Comment faut-il user de Heidegger ?

Ce livre, prenant position dans une longue introduction sur le débat relancé par Emmanuel Faye dans son Heidegger, l’introduction du nazisme dans la philosophie, essaie de définir une règle de lecture du philosophe compromis. Il désigne deux lieux célèbres de sa philosophie comme « dangereux » ou virtuellement contaminés : l’être-pour-la-mort et le dépassement de la métaphysique.

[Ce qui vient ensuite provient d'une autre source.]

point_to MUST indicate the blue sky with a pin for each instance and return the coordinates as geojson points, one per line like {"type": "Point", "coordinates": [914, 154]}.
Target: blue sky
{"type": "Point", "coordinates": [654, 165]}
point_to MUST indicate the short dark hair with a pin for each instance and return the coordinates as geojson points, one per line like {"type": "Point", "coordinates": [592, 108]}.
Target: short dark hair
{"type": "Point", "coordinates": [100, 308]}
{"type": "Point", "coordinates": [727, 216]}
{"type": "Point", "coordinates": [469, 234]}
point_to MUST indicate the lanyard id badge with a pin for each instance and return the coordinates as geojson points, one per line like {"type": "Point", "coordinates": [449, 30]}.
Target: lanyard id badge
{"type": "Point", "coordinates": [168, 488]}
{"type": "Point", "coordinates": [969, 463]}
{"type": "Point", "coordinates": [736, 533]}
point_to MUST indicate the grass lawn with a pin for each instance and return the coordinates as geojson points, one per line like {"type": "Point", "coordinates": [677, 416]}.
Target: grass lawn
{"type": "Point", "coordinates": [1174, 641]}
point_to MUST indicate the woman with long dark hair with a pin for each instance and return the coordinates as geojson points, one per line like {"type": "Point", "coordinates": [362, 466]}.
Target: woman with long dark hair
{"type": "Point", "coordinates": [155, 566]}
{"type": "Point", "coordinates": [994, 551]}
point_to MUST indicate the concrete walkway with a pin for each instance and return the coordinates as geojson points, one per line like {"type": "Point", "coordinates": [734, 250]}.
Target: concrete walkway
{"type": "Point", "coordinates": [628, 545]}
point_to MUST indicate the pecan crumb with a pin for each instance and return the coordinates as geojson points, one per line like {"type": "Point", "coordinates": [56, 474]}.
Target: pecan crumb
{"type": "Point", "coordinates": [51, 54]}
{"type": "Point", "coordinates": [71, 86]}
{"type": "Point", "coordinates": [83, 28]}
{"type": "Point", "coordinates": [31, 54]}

Il établit aussi un rapport entre la faillite politique de Heidegger et l’attitude de défiance et distance envers la science et son esprit qui fut en fin de compte essentiellement la sienne. Mais il essaie également de proposer, peut-être contre l’intention de Heidegger, une élaboration de certains motifs heideggériens (comme l’herméneutique ou la différence ontologique) susceptible de nous aider à comprendre la grandeur de la pensée de la science. Il offre d’ailleurs, au fil de ses chapitres, une vision large des liens de la philosophie de Heidegger avec différents aspects de la science : logique, mathématiques, physique, sciences cognitives.
Enfin, de manière plus locale et discrète, il apporte des éléments de réflexion sur la relation de Heidegger avec Kant, ou avec les Juifs et leur tradition du commentaire et de l’observance.